During fibre fermentation, short-chain fatty acids (acetate, propionate and butyrate) are formed. The resulting acidification inhibits protein fermentation and may stimulate calcium uptake in the colon. Short-chain fatty acids like acetate and propionate are taken up by the body. While providing some energy many hours after a meal, acetate and propionate are likely to suppress feelings of hunger. Butyrate is used as an energy source by enterochromaffin cells, an important class of endocrine intestinal cells.

Several content and health claims, like ‘source of fibre’, ‘rich in fibre’, ‘helps to control blood glucose after a meal’, ‘supports bowel regularity’ can now be made in the EU, depending on the amounts present of the fibre ingredients of choice. As this field is still evolving, more health claims are likely to become accepted.

Other options

To lower the glycemic effect of a food, one can also think of replacing glucose-containing carbohydrates with glucose-free carbohydrates, or of replacing carbohydrates by fats or proteins. Yet, we may not know the long-term health consequences well enough to do so to a large extent, or at a large scale.

Finally, the use of high-intensity sweeteners can help to reformulate carbohydrates in certain products. Not everybody likes high-intensity sweeteners, though. As in any reformulation effort, there may be technological or sensory limitations. Also, there is still debate on the net effect of high-intensity sweeteners on overall energy intake. But it would not be justified to rule out this proven category altogether.

The right mix

For many products, a combination of one or more of the options mentioned above, possibly along with reducing portion sizes and increasing information or education may prove to be the best way to go. No doubt, the costs per kilogram of products will go up. But by reformulating carbohydrates, the real value of products will go up, too. Let us do consumers and ourself a big favour by putting our money on reformulating carbohydrates, and on promoting the true benefits.


Increasingly, consumers demand authenticity and integrity. They buy into a story they can identify themselves with. Still, taste, convenience and price remain important in consumer decisions.
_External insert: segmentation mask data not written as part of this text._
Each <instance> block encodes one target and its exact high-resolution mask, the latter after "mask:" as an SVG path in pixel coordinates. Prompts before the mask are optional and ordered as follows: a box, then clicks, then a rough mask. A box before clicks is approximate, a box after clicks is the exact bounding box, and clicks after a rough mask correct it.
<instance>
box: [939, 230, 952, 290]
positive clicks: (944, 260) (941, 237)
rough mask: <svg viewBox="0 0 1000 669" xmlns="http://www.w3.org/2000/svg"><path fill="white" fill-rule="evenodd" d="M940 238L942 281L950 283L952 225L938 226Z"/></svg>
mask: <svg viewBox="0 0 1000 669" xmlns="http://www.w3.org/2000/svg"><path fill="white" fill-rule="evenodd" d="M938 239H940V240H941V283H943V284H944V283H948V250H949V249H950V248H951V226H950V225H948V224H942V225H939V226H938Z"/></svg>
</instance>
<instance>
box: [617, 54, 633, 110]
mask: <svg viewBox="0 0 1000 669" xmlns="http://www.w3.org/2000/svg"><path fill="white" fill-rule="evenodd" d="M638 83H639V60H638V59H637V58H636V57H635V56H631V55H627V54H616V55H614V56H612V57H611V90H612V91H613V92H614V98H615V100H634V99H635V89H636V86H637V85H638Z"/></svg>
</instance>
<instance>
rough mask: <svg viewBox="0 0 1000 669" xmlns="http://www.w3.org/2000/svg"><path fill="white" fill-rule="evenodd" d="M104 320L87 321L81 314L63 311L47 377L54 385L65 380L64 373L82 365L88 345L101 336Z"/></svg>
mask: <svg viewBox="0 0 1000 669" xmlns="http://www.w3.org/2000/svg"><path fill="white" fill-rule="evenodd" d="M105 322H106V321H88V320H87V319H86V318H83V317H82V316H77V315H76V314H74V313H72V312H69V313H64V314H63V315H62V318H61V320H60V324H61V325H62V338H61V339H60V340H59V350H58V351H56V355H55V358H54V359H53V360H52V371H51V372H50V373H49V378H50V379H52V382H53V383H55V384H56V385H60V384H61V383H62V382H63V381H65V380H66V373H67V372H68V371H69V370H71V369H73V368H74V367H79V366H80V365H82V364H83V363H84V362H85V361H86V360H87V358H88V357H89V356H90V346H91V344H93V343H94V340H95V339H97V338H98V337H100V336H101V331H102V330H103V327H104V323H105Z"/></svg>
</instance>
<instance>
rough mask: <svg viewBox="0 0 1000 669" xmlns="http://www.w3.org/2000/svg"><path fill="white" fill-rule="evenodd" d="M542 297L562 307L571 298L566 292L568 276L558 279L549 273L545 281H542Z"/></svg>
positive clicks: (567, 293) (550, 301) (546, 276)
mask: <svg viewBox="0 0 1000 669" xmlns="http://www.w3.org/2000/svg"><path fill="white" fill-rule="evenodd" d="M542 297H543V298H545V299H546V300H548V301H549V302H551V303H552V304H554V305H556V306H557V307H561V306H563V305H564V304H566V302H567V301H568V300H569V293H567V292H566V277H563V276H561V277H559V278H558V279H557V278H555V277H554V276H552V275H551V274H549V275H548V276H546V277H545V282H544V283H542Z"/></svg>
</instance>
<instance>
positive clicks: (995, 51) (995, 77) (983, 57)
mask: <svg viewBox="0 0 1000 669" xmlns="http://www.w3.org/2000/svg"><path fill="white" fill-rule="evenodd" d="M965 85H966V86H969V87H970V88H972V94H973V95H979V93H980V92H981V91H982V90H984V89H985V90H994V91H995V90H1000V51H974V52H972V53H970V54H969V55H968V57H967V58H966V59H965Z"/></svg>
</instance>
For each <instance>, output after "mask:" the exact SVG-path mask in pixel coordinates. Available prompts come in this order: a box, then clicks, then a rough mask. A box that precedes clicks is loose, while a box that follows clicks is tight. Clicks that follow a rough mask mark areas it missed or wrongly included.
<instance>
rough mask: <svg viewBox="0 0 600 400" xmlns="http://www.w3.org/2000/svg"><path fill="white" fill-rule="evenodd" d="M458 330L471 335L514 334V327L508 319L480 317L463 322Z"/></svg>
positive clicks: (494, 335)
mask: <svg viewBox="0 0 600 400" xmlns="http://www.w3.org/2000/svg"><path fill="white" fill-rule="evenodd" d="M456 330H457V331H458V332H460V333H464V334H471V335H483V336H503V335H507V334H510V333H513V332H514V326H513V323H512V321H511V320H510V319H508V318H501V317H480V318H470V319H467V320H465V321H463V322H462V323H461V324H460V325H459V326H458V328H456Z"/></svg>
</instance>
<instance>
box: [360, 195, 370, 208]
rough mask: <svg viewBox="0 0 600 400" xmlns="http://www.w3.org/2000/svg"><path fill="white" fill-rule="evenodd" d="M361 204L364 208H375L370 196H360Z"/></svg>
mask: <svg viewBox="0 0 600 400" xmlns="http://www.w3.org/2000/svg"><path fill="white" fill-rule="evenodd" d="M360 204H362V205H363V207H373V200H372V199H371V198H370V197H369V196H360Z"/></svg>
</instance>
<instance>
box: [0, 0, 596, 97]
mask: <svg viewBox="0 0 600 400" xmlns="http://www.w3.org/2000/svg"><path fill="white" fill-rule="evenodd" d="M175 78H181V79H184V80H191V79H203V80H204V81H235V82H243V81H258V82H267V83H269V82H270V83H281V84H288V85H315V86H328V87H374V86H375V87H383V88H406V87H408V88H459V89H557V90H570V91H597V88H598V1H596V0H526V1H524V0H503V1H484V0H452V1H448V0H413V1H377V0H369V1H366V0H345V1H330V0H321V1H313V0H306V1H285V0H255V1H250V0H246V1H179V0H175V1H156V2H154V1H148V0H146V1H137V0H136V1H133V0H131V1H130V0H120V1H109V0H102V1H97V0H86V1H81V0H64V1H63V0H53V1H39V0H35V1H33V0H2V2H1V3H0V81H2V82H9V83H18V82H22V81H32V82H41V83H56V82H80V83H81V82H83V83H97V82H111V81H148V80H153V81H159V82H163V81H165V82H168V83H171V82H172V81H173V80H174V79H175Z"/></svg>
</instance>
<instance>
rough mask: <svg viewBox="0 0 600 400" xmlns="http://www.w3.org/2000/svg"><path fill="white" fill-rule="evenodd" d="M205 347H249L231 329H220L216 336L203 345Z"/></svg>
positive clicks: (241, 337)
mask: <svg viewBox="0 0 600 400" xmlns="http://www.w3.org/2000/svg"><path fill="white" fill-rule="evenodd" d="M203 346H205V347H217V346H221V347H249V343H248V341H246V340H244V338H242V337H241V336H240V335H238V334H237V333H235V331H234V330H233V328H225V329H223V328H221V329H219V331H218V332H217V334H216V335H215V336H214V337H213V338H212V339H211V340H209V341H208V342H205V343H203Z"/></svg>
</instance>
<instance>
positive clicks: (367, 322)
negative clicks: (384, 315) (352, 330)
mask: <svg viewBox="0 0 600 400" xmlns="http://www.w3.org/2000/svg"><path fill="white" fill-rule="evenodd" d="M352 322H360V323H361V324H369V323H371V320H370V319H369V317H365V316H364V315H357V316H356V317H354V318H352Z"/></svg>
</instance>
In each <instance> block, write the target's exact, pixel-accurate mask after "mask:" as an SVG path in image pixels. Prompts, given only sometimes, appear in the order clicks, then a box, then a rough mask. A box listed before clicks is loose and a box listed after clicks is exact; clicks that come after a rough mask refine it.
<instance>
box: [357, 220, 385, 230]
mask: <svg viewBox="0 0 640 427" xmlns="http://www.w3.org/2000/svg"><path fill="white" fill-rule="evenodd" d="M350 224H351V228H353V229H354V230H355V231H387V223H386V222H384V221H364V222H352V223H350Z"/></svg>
Examples of other proven triggers are fun, variation, tradition, active lifestyle and sports. Now health, ethics, authenticity and sustainability can make a difference, too and can generate brand value.

Increasing the intake of fibre and of low-glycemic carbohydrates will bring our intake pattern more in line with that of traditional diets consumed prior to the era of prepared foods. Those days may have been far from ideal, but chronic disease from overconsumption was more scarce than it is now. A true point like this can make sense to consumers, too.

Nutritionists keep advocating a varied and balanced diet, to be consumed in moderation. We all know about this. But most of us do not act accordingly. Increasingly, the composition of products for everyday use and the way they are presented should help us, consumers and hedonistic sinners, to take steps in the right direction.